Bob Dylan a través del prisma de Antonio Balsalobre

Dylan

Domingo 5 de mayo. 19:45 horas. Gran bullicio en torno a la Plaza de Toros de Murcia. Al pasar por la terraza de un bar cercano, una señora le pregunta a un camarero que conoce: “¿Qué pasa aquí esta tarde?”. “Que canta Bob Dylan”, le contesta el barman. “¿Quién?”. “¡Booob Dylan!”. La mujer pone cara de no saber quién es. “Pues a ese –remata el marido entre risillas-, a ese, lo conocerán en su casa…”.

No me digan que no llevaba razón Machado. El español cuando embiste, embiste de verdad.

Nadie embistió afortunadamente en el coso, las plazas de toros ya no son lo que eran y cada vez más se van convirtiendo en gastrobares, salas de música o megaescenarios para megaestrellas.

A las 9:05 salió el de Minnesota con sus músicos. ¿Para qué hacerse esperar si lo tenía todo vendido? El astro con chaqueta clara medio palmo más larga de lo normal; su banda, vestida de rojo. Los de las sillas de abajo se levantaron para recibirlo, los de las gradas de arriba se limitaron a aplaudir. Levantarse en el graderío si no es al unísono puede hacer que el de delante ponga, sin querer, su trasero en la cara del de detrás.

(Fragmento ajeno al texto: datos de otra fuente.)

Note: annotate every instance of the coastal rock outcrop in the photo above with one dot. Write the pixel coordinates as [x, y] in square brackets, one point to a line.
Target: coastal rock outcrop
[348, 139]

Zimmerman, discípulo de Rimbaud y digno heredero de la tradición de los bardos, se refugió tras el piano y allí permaneció, una veces de pie, otras sentado, casi las dos horas que duró el concierto. El conciertazo. Encadenando canción tras canción, sin mediar palabra (para qué, si ya lo dice todo en sus canciones), y con pausa de LP entre una y otra, es decir, la mínima para que no se fusionen los temas. Empezaba a anochecer y la tarde murciana se teñía de oscuro, pero también de un sonido limpio, excepcionalmente bueno, y de una voz, la de Dylan, en uno de sus mejores momentos (o casi, para no ser exagerado).

Creo que empezó con “Things have changed”, me pareció luego oír “It ain’t me, babe” y más tarde “Highway 61 Revisited”. Digo “creo” porque cualquier parecido entre las versiones en directo y las que conocemos de sus discos es pura coincidencia. Mejor que sea así. Sus placas de vinilo las podemos escuchar en casa. En el folk-rock como en el jazz, las versiones deben ser únicas en el escenario.

Siempre cuesta en un concierto entrar en calor, y el de Dylan no fue una excepción. Algo descolocado el público al principio, no vino la emoción hasta que el Nobel hizo sonar su legendaria armónica, y el climax (o lo más parecido a eso) se alcanzó con “Like a rolling stone”, la única canción reconocida y tarareada mayoritariamente como tal. El resto fue un pedazo de concierto más pensado para escuchar que para participar (y según Sopena, al que también hay que escuchar y leer, “para enmarcar”). Así es Dylan. Hasta intimista en una plaza de toros.

Un violín anunció la mítica pero casi irreconocible “Blowing in the wind”. La cantamos como pudimos. Lo sorprendente es que muchos años después, la mayoría de los que estábamos allí seguíamos buscando la respuesta en el viento. “¿Cuántos caminos debe recorrer un hombre antes de que lo llaméis hombre?” Ahí sigue la pregunta. A ver si resulta que no han cambiado tanto los tiempos.